According to phase two of the Western Wind and Solar Integration Study, wind- and solar-induced cycling will cause CO2 emissions reductions to fall by less than 0.2 percent. Sulfur dioxide emissions reductions from wind and solar are 5 percent less than expected because of cycling of fossil-fueled generators. Emissions of nitrogen oxides are reduced 2 percent more than expected, the study says.
Increased cycling to accommodate high levels of wind and solar generation increases operating costs by 2 percent to 5 percent for the average fossil-fueled plant, or $35 million to $157 million per year. However, the study also finds that high levels of wind and solar power would reduce fossil fuel costs by approximately $7 billion per year across the West. For the average fossil-fueled plant, this results in an increase in operations and maintenance costs of $0.47 to $1.28 per MWh of generation. The study’s simulations show that from a system perspective, avoided fuel costs are far greater than the increased cycling costs for fossil-fueled plant.
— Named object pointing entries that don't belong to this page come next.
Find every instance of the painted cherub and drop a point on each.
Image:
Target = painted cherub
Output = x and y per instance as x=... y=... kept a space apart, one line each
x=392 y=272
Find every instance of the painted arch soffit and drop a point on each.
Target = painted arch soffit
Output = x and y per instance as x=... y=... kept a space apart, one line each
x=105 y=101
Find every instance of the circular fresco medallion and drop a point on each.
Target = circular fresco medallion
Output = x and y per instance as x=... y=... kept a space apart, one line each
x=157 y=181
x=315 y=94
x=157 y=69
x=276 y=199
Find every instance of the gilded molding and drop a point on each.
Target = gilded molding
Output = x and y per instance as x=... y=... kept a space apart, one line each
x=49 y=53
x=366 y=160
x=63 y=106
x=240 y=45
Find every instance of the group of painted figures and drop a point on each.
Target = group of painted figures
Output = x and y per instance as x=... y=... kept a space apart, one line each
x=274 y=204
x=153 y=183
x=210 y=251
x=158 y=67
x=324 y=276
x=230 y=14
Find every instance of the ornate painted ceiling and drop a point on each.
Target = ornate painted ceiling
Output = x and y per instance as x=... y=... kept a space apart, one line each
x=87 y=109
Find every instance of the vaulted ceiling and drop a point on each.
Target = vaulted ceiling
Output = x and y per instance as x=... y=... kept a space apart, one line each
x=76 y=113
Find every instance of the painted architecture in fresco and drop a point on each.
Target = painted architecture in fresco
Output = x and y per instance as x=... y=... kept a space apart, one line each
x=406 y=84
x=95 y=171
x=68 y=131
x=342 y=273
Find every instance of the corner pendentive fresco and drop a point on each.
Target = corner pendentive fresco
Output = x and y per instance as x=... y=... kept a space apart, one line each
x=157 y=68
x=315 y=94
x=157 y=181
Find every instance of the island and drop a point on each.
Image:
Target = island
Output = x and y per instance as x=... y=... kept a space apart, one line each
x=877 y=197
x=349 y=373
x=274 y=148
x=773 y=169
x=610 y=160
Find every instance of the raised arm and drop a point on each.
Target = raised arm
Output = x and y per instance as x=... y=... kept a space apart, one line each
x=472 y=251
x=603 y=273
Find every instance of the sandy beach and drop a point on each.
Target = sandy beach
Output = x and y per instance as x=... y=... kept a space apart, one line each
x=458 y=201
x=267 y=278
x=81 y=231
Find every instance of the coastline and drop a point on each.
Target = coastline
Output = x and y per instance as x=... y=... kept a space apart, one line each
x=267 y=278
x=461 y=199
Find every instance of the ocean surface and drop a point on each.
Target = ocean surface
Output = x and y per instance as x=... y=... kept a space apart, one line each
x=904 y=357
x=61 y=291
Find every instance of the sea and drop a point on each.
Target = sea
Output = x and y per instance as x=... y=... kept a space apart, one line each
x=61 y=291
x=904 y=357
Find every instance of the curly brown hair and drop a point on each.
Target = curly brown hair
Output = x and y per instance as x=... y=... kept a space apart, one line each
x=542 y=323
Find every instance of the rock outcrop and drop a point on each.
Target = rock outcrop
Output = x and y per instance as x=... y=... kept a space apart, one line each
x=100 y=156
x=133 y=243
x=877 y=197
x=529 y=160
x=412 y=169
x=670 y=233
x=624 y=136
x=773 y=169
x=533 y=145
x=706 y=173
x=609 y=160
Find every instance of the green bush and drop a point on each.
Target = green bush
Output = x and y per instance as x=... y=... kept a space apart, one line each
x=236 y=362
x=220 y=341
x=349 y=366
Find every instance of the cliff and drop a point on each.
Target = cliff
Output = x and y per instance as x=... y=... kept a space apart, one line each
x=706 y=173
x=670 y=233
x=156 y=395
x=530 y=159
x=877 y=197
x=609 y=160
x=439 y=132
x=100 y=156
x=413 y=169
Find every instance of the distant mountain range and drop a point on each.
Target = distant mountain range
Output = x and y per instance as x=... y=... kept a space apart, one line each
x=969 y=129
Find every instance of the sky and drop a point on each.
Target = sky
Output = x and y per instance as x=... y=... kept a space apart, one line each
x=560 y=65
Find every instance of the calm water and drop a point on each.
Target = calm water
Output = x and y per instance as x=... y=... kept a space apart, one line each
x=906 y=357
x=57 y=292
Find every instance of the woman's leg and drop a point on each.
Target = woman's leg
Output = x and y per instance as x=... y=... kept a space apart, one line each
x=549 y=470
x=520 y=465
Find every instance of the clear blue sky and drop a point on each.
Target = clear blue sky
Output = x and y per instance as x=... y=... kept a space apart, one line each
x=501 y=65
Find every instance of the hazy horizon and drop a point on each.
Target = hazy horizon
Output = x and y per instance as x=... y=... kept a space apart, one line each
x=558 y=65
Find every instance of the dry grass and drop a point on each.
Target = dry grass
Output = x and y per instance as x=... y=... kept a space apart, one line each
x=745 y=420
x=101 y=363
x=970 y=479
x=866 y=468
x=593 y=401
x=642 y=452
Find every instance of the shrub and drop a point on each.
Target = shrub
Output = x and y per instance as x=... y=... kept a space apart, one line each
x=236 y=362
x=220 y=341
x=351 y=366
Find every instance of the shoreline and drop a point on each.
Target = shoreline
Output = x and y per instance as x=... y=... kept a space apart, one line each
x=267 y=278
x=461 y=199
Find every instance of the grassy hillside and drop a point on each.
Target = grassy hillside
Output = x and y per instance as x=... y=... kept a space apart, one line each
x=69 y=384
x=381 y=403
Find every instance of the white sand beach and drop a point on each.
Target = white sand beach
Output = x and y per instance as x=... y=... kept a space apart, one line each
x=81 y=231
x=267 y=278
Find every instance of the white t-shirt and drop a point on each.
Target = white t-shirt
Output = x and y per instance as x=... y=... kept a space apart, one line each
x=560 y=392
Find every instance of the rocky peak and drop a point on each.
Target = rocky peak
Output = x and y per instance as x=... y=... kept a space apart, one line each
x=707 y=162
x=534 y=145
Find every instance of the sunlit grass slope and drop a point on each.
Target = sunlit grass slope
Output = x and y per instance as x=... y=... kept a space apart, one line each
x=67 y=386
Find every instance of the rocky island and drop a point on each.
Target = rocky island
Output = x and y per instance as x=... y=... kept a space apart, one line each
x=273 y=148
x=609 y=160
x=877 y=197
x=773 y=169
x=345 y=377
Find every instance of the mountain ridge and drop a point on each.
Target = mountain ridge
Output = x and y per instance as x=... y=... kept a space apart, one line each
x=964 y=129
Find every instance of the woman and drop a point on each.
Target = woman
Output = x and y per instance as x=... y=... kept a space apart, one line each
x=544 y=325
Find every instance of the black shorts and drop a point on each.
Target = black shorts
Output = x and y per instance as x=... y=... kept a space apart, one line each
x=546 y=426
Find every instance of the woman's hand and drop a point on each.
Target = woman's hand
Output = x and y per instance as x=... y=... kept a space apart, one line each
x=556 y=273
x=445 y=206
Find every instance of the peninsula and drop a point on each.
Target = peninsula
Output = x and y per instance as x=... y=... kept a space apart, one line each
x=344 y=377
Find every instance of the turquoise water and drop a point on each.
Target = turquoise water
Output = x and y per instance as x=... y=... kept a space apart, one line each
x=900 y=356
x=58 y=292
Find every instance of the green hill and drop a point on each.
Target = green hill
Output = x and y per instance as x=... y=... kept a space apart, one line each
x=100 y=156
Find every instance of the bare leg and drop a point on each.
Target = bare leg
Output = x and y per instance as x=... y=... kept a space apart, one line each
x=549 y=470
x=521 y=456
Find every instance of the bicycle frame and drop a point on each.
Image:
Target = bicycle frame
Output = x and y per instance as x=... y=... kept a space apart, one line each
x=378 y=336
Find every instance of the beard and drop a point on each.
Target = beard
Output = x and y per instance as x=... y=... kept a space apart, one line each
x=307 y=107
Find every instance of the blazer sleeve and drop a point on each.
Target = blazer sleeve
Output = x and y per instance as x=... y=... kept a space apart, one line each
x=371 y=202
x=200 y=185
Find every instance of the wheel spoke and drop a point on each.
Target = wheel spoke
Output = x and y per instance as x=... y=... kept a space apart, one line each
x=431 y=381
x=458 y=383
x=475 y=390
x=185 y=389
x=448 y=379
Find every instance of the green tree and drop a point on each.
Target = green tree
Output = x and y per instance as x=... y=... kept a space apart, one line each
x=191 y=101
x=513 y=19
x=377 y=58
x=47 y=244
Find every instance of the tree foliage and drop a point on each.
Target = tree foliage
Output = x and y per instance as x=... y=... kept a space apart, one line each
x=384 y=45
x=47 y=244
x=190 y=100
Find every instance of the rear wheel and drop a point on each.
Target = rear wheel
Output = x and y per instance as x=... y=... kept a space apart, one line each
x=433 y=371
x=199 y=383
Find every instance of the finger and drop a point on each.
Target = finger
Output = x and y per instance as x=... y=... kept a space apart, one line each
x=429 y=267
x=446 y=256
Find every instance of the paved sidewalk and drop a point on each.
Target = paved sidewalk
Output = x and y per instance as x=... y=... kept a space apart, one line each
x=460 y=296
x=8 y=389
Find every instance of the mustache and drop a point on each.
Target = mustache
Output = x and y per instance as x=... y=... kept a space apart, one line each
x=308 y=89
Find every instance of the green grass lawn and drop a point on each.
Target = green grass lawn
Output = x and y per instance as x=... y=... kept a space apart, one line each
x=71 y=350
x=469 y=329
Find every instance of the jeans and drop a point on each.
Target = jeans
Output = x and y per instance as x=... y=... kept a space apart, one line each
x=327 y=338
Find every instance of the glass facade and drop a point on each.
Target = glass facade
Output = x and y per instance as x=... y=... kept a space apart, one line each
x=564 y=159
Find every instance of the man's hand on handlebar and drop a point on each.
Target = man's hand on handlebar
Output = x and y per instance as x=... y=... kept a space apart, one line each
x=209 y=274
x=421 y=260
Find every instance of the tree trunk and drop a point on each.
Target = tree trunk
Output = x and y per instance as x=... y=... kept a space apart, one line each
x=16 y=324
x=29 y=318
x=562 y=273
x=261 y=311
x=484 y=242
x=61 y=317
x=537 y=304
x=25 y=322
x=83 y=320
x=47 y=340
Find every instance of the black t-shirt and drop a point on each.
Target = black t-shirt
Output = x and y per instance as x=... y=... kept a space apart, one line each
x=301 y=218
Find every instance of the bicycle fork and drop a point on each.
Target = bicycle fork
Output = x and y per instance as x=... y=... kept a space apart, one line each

Because of sunset and sunrise, solar power creates the biggest ramping needs on the grid in this study. However, because we know the path of the sun through the sky every day of the year, system operators can predict these large ramping needs and plan accordingly. Solar variability due to fast-moving clouds is much less predictable, but it creates relatively smaller ramping needs, the study says.
By contrast, errors in day-ahead wind forecasts can make it challenging for operators to decide which power plants need to be online the next day. However, because forecast accuracy increases four hours ahead compared with 24 hours ahead, a four-hour-ahead decision on whether to start up those power plants that can be ramped up relatively quickly can help to mitigate these forecast errors.
In August, NREL published a report on the land use requirements of solar power plants based on actual land-use practices from existing solar facilities.
The report, Land-use Requirements for Solar Power Plants in the United States, shows results from data gathered from 72 percent of the solar power plants installed or under construction in the United States. Among the findings:
- A large fixed tilt photovoltaic plant that generates 1 GWh per year requires, on average, 2.8 acres for the solar panels. This means that a solar power plant that provides all of the electricity for 1,000 homes would require 32 acres of land.
- Small single-axis PV systems require on average 2.9 acres per annual GWh – or 3.8 acres when considering all unused area that falls inside the project boundary.
- Concentrating solar power plants require on average 2.7 acres for solar collectors and other equipment per annual GWh; 3.5 acres for all land enclosed within the project boundary.